Devoir de vigilance des entreprises : le Parlement européen a approuvé le principe d’un devoir de vigilance européen : il permettra de tenir responsables les multinationales en cas de violations des droits humains ou de dommages environnementaux. Cela vaut même si ces atteintes sont commises par le biais des filiales et des sous-traitants.
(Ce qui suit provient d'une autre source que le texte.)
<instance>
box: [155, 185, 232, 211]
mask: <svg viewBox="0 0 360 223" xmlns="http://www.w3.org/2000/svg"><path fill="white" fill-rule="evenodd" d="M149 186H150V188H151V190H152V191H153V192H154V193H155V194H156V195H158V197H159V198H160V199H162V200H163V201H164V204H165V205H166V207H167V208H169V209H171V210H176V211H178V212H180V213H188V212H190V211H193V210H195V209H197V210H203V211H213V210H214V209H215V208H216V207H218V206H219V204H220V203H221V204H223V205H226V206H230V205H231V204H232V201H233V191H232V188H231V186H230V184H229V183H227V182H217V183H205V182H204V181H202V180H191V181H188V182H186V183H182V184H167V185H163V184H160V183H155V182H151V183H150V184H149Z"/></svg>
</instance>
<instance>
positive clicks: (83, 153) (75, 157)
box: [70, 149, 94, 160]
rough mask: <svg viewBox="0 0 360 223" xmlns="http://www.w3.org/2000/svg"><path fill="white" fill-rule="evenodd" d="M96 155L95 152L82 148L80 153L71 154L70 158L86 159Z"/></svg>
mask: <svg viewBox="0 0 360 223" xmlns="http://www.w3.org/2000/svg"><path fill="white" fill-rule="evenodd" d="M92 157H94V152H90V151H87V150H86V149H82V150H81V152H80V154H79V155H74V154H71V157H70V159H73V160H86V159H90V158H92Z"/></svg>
Le 10 mars 2021, tous les partis français ont voté pour sauf le RN qui a voté contre.

Le RN affirme : « Nous volons substituer au libre-échange, destructeur pour la nature et pour les hommes, le juste échange ». Pourtant le RN est absent lors des votes sur les traités de libre-échange entre l’UE et les États-Unis.

L’opinion de Marine Le Pen en 2007 n’était pas favorable aux syndicats : « Les syndicalistes sont toujours ceux qui font semblant de combattre et enterrent en général les travailleurs ».

A-t-elle réellement changé depuis ? »

-Olivier Malay et Angela Duzan, « L’extrême droite et ses votes antisociaux : 30 exemples », Lava, 13 juin 2023.